Students gathered to hear their peers read original work at the latest Bailey Vox reading series, sponsored by SLAB, in the Spotts World Culture Building on Thursday evening.
Gathered underneath the warm and inviting glow of twinkle lights in a rainbow of colors, thirty students sat intently listening to participants read original poems and song lyrics. Students from the English department and beyond stepped before the audience and shared works written about love, nature, and their “spirit animal”.
The soft glow of a lamp illuminated Abbie Lahmers, 20, a junior creative writing major, as she read an original poem about nature and wildlife. Her involvement in the show runs deeper than just being a performer, as this is the first time she has been in charge of a Bailey Vox reading series.
Lahmers, an assistant managing editor of SLAB, wrote a lot of poems during the summer about wildlife after receiving a suggestion from a friend, and carried that theme into her performance on Thursday evening. She has been coming to the event since her freshman year, and has continued to come because she enjoys hearing others read their work.
“I love hearing everyone read,” Lahmers said. “Creative writing students write poetry in class and share it here. It’s interesting to see how their writing develops.”
Attendees were given the opportunity to win prizes during breaks in between readers, including Japanese candy and a book by John Grisham. The friendly audience applauded winners after each prize was given out, and praised readers for their performance.

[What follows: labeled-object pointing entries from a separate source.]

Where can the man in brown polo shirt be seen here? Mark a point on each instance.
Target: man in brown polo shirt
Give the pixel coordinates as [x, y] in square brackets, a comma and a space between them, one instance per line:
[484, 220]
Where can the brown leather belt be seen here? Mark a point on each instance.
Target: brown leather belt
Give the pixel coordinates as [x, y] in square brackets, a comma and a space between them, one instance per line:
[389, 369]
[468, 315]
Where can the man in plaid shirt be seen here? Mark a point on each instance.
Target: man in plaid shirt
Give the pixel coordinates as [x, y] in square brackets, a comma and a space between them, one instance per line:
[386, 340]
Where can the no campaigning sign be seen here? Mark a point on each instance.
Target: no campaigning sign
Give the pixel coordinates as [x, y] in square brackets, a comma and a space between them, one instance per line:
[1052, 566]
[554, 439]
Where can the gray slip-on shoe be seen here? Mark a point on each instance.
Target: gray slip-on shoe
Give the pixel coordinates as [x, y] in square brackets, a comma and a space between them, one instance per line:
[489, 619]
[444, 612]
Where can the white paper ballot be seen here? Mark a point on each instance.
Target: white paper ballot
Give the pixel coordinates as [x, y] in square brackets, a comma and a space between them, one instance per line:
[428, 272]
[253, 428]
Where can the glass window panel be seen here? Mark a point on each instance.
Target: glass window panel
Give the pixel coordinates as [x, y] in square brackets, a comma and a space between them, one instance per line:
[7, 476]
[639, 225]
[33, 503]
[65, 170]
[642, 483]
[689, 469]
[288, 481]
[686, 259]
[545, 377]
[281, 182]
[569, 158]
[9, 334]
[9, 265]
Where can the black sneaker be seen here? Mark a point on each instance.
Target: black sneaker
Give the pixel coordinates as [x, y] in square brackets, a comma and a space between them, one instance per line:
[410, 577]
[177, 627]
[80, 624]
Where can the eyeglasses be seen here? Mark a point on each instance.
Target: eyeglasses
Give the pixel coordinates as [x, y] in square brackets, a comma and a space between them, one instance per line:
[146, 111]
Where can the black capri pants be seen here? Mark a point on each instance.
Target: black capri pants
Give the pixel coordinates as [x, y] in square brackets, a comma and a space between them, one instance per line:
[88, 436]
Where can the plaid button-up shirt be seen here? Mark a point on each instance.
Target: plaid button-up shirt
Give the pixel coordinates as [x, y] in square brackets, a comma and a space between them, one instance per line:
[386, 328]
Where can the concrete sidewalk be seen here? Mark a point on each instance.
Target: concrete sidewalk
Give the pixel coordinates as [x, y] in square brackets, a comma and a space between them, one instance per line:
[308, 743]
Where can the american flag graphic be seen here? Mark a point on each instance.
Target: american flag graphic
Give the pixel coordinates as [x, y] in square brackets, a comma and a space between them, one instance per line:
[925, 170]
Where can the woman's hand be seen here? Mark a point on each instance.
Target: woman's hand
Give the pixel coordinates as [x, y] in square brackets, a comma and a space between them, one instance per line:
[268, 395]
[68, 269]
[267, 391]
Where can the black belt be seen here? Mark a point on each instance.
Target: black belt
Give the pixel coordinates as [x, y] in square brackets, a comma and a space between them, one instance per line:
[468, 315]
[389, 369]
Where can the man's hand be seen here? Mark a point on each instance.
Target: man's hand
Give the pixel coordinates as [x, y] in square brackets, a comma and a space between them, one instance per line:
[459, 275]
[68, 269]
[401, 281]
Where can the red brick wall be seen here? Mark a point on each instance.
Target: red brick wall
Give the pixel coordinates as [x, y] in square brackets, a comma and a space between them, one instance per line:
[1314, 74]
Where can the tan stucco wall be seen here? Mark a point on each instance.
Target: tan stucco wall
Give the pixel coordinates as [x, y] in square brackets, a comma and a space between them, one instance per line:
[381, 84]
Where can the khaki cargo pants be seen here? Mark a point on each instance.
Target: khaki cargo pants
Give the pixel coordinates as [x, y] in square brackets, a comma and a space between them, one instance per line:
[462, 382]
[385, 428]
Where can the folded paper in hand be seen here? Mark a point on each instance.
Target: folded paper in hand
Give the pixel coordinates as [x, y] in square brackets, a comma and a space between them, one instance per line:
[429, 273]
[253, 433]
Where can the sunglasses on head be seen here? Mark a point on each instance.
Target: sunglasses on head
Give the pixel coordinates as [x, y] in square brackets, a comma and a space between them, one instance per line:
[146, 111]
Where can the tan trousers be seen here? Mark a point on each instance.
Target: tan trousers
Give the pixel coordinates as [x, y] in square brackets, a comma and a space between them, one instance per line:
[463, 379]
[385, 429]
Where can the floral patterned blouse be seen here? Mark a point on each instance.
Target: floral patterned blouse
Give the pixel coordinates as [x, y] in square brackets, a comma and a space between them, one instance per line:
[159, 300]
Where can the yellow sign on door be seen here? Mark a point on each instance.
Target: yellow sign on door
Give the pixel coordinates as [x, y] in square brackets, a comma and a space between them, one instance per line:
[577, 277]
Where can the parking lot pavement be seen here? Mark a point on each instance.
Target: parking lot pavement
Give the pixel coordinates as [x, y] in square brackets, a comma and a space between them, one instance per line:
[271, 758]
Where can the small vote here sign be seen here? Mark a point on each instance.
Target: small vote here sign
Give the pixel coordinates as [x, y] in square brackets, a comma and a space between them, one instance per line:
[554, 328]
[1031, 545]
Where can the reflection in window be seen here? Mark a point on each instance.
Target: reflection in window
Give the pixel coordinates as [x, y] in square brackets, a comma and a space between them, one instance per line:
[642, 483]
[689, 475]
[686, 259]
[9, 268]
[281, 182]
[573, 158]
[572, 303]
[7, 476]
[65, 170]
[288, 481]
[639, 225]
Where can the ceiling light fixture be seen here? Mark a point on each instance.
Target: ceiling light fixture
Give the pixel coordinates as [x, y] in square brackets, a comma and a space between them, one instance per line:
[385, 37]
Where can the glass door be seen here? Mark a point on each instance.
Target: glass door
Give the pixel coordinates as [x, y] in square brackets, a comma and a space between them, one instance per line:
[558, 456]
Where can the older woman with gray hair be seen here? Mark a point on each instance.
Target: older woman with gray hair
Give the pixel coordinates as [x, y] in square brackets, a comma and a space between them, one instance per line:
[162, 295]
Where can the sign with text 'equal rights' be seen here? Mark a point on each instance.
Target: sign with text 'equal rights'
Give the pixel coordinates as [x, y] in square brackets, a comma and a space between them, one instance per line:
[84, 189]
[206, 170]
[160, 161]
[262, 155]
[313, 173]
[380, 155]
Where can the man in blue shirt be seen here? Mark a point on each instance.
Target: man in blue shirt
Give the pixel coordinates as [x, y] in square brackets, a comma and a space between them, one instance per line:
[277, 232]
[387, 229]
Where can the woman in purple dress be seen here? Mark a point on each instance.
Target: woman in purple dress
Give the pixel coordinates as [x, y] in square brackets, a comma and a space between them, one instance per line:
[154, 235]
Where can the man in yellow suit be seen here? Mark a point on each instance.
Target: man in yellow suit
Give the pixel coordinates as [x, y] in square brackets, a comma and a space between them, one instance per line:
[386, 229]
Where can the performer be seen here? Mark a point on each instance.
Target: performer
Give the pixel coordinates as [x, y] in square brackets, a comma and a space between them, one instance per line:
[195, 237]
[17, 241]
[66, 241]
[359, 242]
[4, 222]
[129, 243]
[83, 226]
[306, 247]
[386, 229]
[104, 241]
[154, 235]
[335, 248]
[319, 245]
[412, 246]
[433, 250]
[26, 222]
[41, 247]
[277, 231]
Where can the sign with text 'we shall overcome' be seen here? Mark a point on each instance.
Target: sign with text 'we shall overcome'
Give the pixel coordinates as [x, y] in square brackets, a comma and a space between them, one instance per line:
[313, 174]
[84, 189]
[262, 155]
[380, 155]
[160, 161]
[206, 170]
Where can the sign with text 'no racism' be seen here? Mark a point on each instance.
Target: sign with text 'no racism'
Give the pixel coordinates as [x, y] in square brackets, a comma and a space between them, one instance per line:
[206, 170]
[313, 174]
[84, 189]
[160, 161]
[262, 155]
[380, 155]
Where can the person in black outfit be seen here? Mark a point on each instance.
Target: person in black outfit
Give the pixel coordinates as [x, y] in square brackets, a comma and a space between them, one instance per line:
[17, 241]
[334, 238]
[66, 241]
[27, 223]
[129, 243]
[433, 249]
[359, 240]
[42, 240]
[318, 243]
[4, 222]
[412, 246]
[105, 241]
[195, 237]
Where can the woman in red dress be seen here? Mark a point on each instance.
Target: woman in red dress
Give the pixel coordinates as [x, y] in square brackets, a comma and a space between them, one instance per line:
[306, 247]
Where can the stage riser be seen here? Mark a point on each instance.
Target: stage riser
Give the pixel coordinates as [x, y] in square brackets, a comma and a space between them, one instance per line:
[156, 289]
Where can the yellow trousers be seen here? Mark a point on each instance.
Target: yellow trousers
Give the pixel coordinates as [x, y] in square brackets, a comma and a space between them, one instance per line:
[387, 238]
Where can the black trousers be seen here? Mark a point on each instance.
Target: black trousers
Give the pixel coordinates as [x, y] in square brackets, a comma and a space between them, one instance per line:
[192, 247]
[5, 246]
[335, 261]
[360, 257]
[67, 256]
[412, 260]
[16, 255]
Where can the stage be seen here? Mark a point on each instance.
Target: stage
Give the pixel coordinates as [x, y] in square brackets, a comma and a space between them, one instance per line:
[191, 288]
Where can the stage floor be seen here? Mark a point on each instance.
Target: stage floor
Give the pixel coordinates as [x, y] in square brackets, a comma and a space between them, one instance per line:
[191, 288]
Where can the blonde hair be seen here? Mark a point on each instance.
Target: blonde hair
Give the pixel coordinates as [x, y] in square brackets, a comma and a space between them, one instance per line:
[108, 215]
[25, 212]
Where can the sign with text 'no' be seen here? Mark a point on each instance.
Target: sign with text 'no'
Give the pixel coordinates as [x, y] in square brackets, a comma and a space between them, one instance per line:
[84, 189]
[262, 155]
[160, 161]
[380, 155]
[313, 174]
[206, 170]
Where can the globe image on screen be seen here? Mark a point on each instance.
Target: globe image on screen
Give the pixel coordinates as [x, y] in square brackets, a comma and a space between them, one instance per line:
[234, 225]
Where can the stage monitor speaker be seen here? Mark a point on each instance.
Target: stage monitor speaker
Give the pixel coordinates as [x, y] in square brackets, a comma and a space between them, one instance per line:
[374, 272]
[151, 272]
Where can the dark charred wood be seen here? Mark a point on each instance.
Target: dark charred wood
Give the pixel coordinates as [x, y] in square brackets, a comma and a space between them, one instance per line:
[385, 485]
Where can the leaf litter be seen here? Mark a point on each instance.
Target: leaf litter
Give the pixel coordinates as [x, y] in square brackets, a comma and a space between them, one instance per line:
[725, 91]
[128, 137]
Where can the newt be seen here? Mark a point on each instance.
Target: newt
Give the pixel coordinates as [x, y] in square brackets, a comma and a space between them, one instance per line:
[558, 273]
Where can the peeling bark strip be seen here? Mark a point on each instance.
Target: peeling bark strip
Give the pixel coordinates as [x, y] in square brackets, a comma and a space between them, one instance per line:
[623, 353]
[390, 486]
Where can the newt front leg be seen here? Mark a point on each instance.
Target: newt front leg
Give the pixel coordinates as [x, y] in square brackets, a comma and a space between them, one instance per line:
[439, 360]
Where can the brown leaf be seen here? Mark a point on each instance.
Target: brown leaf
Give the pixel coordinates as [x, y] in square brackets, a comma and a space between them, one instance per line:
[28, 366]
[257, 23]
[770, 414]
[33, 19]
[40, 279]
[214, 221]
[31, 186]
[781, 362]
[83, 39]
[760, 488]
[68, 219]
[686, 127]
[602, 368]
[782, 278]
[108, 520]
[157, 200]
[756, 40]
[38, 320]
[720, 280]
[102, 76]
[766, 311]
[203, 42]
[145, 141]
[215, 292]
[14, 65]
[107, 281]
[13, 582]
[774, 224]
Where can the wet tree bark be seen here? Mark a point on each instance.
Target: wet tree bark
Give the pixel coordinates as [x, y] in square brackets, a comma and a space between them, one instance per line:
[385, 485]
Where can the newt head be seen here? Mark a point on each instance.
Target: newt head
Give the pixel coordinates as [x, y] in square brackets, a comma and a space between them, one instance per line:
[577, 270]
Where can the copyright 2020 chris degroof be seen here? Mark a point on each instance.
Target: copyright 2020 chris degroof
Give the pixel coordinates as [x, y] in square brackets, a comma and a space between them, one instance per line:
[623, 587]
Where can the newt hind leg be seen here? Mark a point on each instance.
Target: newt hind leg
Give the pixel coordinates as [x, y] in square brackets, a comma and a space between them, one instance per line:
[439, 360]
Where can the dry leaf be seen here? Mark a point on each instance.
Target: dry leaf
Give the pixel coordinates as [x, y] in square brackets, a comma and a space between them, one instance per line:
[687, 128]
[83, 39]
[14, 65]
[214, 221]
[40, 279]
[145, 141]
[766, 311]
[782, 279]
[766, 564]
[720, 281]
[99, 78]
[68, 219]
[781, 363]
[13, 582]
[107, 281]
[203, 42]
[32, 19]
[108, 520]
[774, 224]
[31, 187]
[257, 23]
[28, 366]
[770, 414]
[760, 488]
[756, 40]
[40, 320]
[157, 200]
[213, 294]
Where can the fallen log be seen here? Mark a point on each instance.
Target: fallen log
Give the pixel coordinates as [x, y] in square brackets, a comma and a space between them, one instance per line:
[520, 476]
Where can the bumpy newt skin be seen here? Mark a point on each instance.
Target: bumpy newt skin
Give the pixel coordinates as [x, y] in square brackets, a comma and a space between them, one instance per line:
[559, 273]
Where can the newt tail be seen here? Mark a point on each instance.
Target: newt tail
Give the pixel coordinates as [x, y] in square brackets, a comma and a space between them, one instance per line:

Readings ranged from lighthearted to dark, and each elicited reactions from those in attendance. One of the readers in attendance, Genna Walker, read an as yet to be titled piece about a woman named Matilda.
Walker, 21, a double creative writing and philosophy major and literature minor, has been a part of SLAB for three years, and is now one of the award-winning literary magazine’s co-managing editors. The Bailey Vox reading series is for students who are interested in reading and writing and listening to it.
“Anyone who is interested in writing or hearing people read is welcome,” Walker said. “It’s a really great experience to see someone read their own work because it’s more personal that way.”
Originally, the event was held in the library, and was moved to Spotts because the atmosphere is more accommodating to the readers. The larger reading space now allows for more people to come to the event.
The community feeling at the reading series gives people the opportunity to meet new people and make friends, because those who come to one event typically return to share their work, Walker said.
Other students read poems they wrote about loyalty, the relationship of a troubled couple, and song lyrics about the possibilities of beginning a relationship. Readers were anxious as they began sharing their work, and eased into their performance as they gained confidence in front of the audience.
Sarah Poeppel, 22, a senior double professional writing and literature major, started her tenure at SLAB her freshman year as a reader, became a poetry editor, and now works as a co-managing editor with Walker.
The twinkle lights provided a welcoming atmosphere for the readers so that they felt at ease sharing their original pieces. Positivity radiated throughout the room as the night wore on and laughter was shared.
“The Bailey Vox reading series lets people see the talent of the Slippery Rock community,” Poeppel said.
As the readings came to an end, the members of SLAB held a bake sale to raise money for their organization.
With the twinkle lights and warm glow of lamps turned off, the fluorescents were turned on to signal the end of an entertaining evening enjoyed by those in attendance. The Bailey Vox reading series drew a crowd that will likely return to share their talents in the future.